Leka nosht, deca (Bulgarian: Лека нощ, деца, literally "Good Night, Children"), also known as Suncho (Сънчо, "Sandman"), after its opening theme, is a Bulgarian children's bedtime programming strand airing on Bulgarian National Television since 1960. The strand aired on BNT 1 from 1960 to 2019; since then, it has aired on BNT 2. The strand is broadcast at 7:45pm or 7:50pm, which, when it aired on BNT 1, aired before the main edition of Po sveta i u nas.

==History and content==
Leka nosht, deca was first broadcast on 5 March 1960 and its content was an animated short, preceded and followed by the show's theme. At the time of its creation, it was believed that television would be harmful to children, and in its early years, it was often the only children's program on Bulgarian television. The opening and closing themes of the strand had their lyrics written by Dimitar Spasov and its music composed by Petar Stupel. The lyrics were sung by Lina Boyadzhieva, who died in 2015 at the age of 86. BNT's children's department was operating at a shoestring, with lack of money and photo studios, lack of editing time and sound recording. Leka nosht, deca often featured Bulgarian creations during the communist phase, such as Nie, vrabchetata by Yordan Radchikov; Anini prikazki by Stefan Tsanev; Cvetni prikazki by Leda Mileva; Prez vodi i gori by Emiliyan Stanev; and others.
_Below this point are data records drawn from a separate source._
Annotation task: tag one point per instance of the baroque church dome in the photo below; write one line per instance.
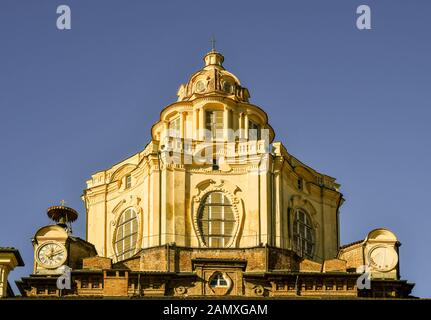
(213, 79)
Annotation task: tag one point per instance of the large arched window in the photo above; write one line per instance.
(303, 235)
(216, 220)
(126, 234)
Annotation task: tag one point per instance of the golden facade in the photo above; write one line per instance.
(213, 206)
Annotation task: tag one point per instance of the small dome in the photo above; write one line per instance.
(213, 79)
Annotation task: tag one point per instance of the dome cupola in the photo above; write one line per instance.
(213, 79)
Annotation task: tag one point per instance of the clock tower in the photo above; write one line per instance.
(55, 246)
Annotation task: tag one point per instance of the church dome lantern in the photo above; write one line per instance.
(213, 79)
After the fall of communism, in 1992, the strand presented its first crisis. That year, BNT closed its children's department, then in 2003, Kiril Gotsev removed the strand from the schedule. When Gotsev resigned from BNT's presidency the following year, the strand was revived. BNT started replacing Bulgarian series with foreign productions.

In 2019, during the sixtieth anniversary of BNT, BNT 1 removed Leka nosht, deca from its programming. From 9 September 2019, BNT 2 started airing the strand featuring the Russian series Masha and the Bear. Its removal from BNT 1 caused massive concern among parents and critics, the majority of which was unaware that it had moved channels.

While the strand continues on BNT 2, a revival of sorts appeared on BNT 1 from 14 September 2024: Raskazhi mi prikazka (Разкажи ми приказка, Tell Me a Story), limited to Bulgarian actors and artists telling stories from national folklore.

==Popularity in Romania==
In the 1980s, TVR, Romania's state TV company, faced a series of crises even in the harshest years of the Ceaucescu regime, with no proper strand aimed at children. Until 1989, with the fall of his regime, BNT's first channel was well-received via overspill in southern Romania and one of its attractive programs was Leka nosht, deca. The strand was praised at the time for offering a wider selection of cartoons than TVR's Gala desenului animat, which aired five cartoons a week.